New Delhi: How many times have we heard about an NRI coming to India looking for a “cultural” wife and then dumping the woman in an unknown land shortly after marriage? That might change soon with the government planning to clamp down on the offenders.
Sources have told News18 that “an inter-ministerial committee has recommended that either the properties of the husband or his relatives should be seized in such cases.”
Such attachment of property is usually done in civil cases to either compel the presence of the accused in the court or provide monetary support to the complainant who would otherwise be hapless since the accused spouse usually does not respond to court summons taking advantage of their location.
The Ministry of Women and Child Development has confirmed that a proposal to seize the property of relatives has been made and soon there could be a legal remedy for abandoned women to claim justice.
Recent statistics indicate that the Ministry of External Affairs received 3,328 distress calls from NRI women between January 1, 2015, and November 30, 2017.
The women usually face abandonment, harassment, dowry demands, physical abuse and passport seizure.

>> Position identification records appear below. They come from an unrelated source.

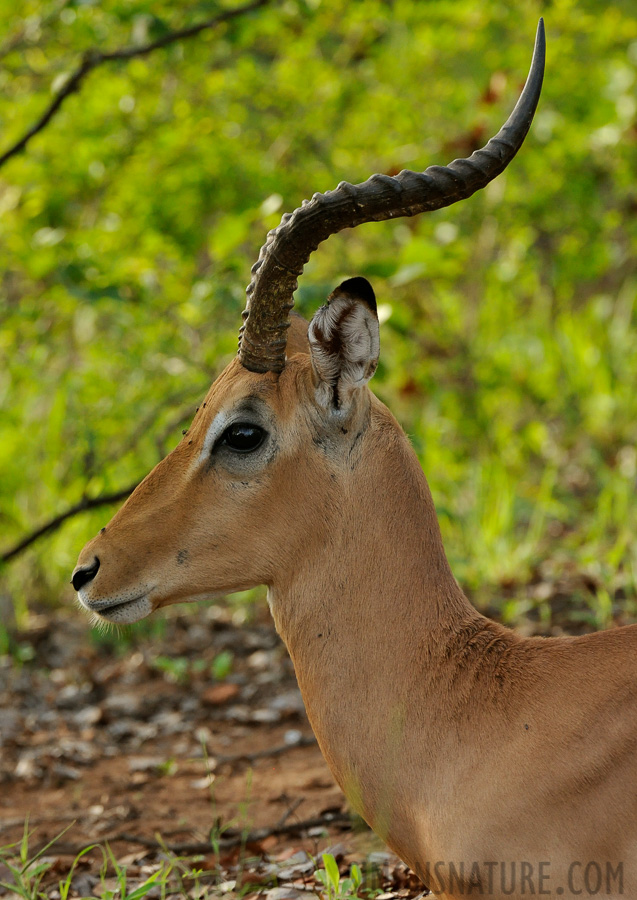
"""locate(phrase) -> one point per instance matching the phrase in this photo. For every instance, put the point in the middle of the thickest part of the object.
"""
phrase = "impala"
(491, 763)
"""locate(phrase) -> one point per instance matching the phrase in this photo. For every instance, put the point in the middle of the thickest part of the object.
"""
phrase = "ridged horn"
(288, 247)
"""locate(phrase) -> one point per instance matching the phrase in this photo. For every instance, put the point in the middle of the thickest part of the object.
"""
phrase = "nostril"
(85, 574)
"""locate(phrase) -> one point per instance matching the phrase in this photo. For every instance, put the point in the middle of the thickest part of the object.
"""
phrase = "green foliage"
(337, 888)
(129, 226)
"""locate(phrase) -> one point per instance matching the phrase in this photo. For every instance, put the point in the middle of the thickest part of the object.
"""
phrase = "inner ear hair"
(344, 342)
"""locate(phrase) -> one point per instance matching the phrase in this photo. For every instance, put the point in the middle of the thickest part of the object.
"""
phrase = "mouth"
(121, 612)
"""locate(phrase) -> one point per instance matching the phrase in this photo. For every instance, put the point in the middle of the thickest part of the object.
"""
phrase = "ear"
(344, 342)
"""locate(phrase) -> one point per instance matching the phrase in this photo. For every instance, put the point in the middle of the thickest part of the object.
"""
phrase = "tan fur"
(458, 740)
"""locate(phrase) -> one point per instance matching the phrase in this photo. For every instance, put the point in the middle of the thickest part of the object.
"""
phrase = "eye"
(243, 437)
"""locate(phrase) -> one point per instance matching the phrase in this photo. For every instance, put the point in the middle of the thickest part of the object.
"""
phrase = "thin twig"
(221, 760)
(234, 837)
(94, 58)
(84, 504)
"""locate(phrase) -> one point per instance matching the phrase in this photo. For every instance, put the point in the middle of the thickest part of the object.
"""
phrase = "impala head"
(265, 466)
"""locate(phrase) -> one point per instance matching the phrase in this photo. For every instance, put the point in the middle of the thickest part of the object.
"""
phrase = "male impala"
(491, 763)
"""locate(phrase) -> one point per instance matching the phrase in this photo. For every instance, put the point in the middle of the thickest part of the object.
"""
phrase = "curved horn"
(287, 248)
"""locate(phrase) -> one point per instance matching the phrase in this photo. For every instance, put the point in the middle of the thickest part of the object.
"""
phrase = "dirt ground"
(195, 738)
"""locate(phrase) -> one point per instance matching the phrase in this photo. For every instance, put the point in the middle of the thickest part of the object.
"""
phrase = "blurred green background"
(509, 351)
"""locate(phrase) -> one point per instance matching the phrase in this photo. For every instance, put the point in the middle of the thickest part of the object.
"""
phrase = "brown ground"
(130, 745)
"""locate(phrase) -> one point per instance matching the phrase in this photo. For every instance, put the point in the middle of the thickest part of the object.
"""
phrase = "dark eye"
(243, 437)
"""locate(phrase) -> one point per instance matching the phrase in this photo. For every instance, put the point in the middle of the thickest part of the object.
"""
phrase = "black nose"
(85, 574)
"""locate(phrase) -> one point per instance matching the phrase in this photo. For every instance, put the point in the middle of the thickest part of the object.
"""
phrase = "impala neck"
(369, 621)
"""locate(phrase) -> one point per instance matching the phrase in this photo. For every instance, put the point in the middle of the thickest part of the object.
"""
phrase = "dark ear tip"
(358, 288)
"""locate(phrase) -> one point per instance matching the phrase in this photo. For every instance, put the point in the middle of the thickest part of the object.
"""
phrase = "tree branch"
(84, 504)
(94, 58)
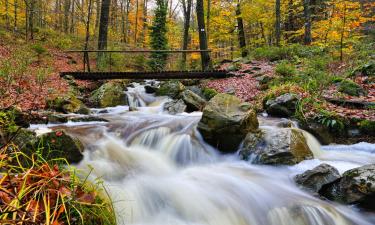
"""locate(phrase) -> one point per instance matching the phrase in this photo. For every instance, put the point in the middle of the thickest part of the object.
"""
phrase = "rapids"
(158, 170)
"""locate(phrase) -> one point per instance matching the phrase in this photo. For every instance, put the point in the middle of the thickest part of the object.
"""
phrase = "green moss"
(367, 126)
(209, 93)
(285, 69)
(351, 88)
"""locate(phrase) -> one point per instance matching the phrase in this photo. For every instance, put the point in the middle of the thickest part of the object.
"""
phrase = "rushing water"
(158, 170)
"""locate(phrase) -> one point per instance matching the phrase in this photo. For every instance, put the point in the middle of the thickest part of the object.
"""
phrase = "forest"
(226, 112)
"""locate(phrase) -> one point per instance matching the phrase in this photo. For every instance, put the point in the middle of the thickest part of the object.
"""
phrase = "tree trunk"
(66, 15)
(103, 26)
(205, 57)
(144, 26)
(15, 16)
(186, 6)
(342, 34)
(7, 14)
(136, 23)
(278, 23)
(72, 21)
(86, 60)
(307, 15)
(241, 31)
(208, 16)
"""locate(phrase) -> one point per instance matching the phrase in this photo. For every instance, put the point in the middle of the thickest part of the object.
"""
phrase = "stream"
(158, 170)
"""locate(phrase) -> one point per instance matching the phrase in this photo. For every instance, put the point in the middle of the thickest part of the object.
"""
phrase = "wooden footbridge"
(88, 74)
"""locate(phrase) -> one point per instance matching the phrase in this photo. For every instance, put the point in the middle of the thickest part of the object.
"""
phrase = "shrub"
(285, 69)
(367, 126)
(209, 93)
(351, 88)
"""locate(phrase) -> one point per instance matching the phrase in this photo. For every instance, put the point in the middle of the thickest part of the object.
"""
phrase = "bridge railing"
(138, 60)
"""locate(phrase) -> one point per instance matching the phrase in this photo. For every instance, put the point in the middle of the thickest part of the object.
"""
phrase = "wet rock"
(193, 101)
(109, 95)
(175, 107)
(282, 106)
(59, 144)
(321, 132)
(224, 124)
(150, 89)
(357, 186)
(313, 180)
(88, 119)
(283, 146)
(171, 89)
(68, 104)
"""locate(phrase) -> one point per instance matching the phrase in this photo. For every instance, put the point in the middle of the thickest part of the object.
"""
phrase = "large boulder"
(68, 104)
(175, 107)
(109, 95)
(357, 186)
(282, 106)
(283, 146)
(170, 88)
(313, 180)
(193, 101)
(53, 145)
(224, 123)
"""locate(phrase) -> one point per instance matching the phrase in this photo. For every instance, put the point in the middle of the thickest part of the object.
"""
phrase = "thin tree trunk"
(241, 31)
(342, 34)
(186, 5)
(103, 26)
(86, 56)
(208, 18)
(72, 20)
(278, 23)
(136, 23)
(205, 57)
(7, 14)
(67, 4)
(15, 15)
(307, 15)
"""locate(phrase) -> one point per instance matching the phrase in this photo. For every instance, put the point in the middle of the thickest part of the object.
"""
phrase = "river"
(158, 170)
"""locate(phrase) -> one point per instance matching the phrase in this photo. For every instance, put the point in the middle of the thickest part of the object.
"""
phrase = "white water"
(158, 170)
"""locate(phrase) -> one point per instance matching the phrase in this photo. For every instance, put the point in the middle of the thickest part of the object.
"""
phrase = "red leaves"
(39, 192)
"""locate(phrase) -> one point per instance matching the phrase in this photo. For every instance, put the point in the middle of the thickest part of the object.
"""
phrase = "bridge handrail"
(137, 51)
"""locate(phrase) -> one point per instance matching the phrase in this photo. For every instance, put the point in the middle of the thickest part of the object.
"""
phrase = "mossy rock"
(171, 89)
(225, 122)
(68, 104)
(367, 127)
(209, 93)
(351, 88)
(109, 95)
(285, 146)
(59, 144)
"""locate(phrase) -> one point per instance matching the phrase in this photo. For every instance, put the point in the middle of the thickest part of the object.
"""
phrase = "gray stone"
(224, 124)
(313, 180)
(283, 106)
(193, 101)
(175, 107)
(357, 186)
(283, 146)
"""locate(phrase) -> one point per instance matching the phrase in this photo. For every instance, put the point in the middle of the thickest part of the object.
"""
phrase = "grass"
(46, 192)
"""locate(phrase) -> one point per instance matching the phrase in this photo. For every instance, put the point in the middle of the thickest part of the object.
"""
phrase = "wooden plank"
(139, 51)
(146, 75)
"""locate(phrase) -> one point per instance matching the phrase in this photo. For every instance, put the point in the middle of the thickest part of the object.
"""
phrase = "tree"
(103, 27)
(307, 15)
(241, 31)
(278, 22)
(186, 7)
(159, 40)
(205, 57)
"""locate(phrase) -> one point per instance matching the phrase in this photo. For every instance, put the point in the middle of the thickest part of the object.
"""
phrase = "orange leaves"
(40, 195)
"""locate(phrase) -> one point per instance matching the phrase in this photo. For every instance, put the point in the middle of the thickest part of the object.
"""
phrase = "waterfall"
(158, 170)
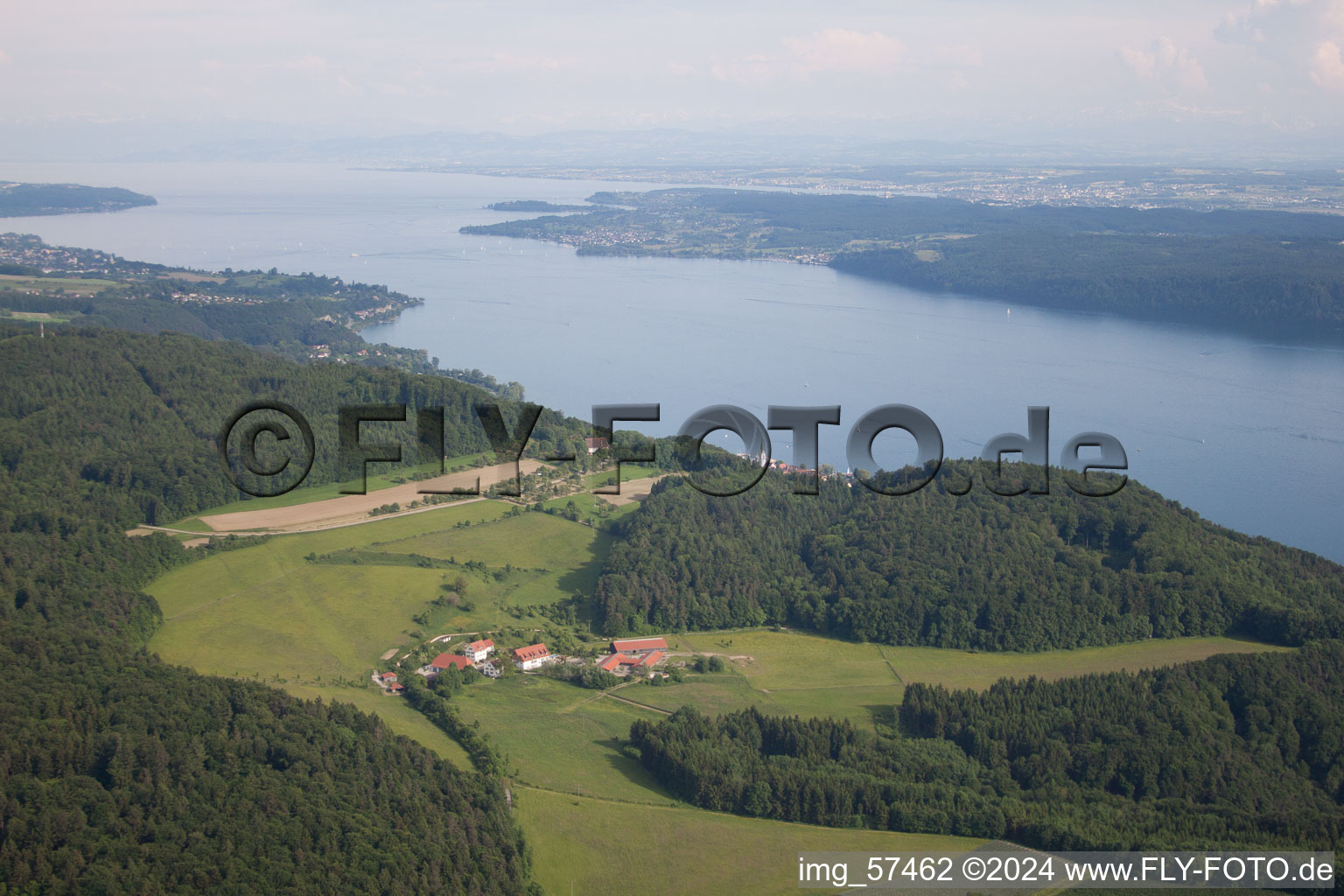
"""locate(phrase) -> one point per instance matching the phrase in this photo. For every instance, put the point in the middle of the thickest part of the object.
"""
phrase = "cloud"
(830, 50)
(1328, 66)
(840, 50)
(1167, 63)
(1298, 39)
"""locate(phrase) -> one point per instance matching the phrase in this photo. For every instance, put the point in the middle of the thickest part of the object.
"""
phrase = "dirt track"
(632, 491)
(353, 508)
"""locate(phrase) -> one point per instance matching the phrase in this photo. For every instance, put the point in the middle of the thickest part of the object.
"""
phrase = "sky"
(1179, 70)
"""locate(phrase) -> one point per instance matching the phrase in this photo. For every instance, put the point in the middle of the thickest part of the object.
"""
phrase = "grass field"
(72, 285)
(809, 675)
(396, 713)
(376, 482)
(628, 472)
(601, 846)
(594, 817)
(592, 508)
(266, 610)
(562, 737)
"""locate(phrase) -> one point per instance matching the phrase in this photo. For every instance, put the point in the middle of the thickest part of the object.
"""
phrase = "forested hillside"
(978, 571)
(62, 199)
(120, 774)
(1230, 752)
(125, 424)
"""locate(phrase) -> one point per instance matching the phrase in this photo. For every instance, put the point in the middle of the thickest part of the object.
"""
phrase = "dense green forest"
(62, 199)
(128, 424)
(122, 774)
(1231, 266)
(978, 571)
(1233, 752)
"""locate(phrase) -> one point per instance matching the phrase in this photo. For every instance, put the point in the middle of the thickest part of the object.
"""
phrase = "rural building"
(445, 660)
(639, 645)
(626, 662)
(531, 657)
(479, 650)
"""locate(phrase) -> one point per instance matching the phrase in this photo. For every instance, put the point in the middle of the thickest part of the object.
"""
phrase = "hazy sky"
(957, 67)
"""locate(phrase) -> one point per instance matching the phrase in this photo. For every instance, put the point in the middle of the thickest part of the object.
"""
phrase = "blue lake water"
(1249, 431)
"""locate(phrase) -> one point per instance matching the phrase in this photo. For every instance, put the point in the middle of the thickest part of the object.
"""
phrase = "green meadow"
(376, 482)
(268, 612)
(396, 713)
(598, 846)
(562, 737)
(809, 675)
(591, 812)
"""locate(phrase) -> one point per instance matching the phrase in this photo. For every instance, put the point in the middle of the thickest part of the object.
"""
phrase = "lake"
(1248, 431)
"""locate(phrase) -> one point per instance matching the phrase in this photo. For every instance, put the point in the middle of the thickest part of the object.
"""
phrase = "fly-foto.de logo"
(250, 438)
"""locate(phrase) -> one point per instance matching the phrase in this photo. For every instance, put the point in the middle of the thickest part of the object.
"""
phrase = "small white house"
(531, 657)
(479, 650)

However, this would not be the first attempt by the NDA government to look into the issue of abandoned wives after being married off into foreign countries. Last year, Minister for Women and Child Development (WCD), Maneka Gandhi, had said, “From now registration of all marriages will be linked to the women and child development ministry’s website. This will be in place by the end of this month.”
That decision was taken during an inter-ministerial meeting where Minister of External Affairs (MEA) Sushma Swaraj, Law Minister Ravi Shankar Prasad were present besides Gandhi.
During the meeting, the decision to appoint an integrated nodal agency under the WCD to look into complaints related to NRI marriages too was taken.
The government had also then decided that passports of the NRI husbands would too be cancelled when such an issue of abandonment is brought to the notice of the courts.
Some states in India have made registration of marriages mandatory but a large number of states still haven’t done so.
NGO Manavi had too earlier published a paper stating that Gujarat was home to 12,000 abandoned women in 2004 and approximately 25,000 wives of NRI men were found to be deserted in Punjab in 2007.
Earlier in June 2017, a three-member committee comprising officials of the Ministry of Women and Child Development, Ministry of External Affairs and Ministry of Home Affairs decided to launch a web portal to help women abandoned by their NRI husbands abroad.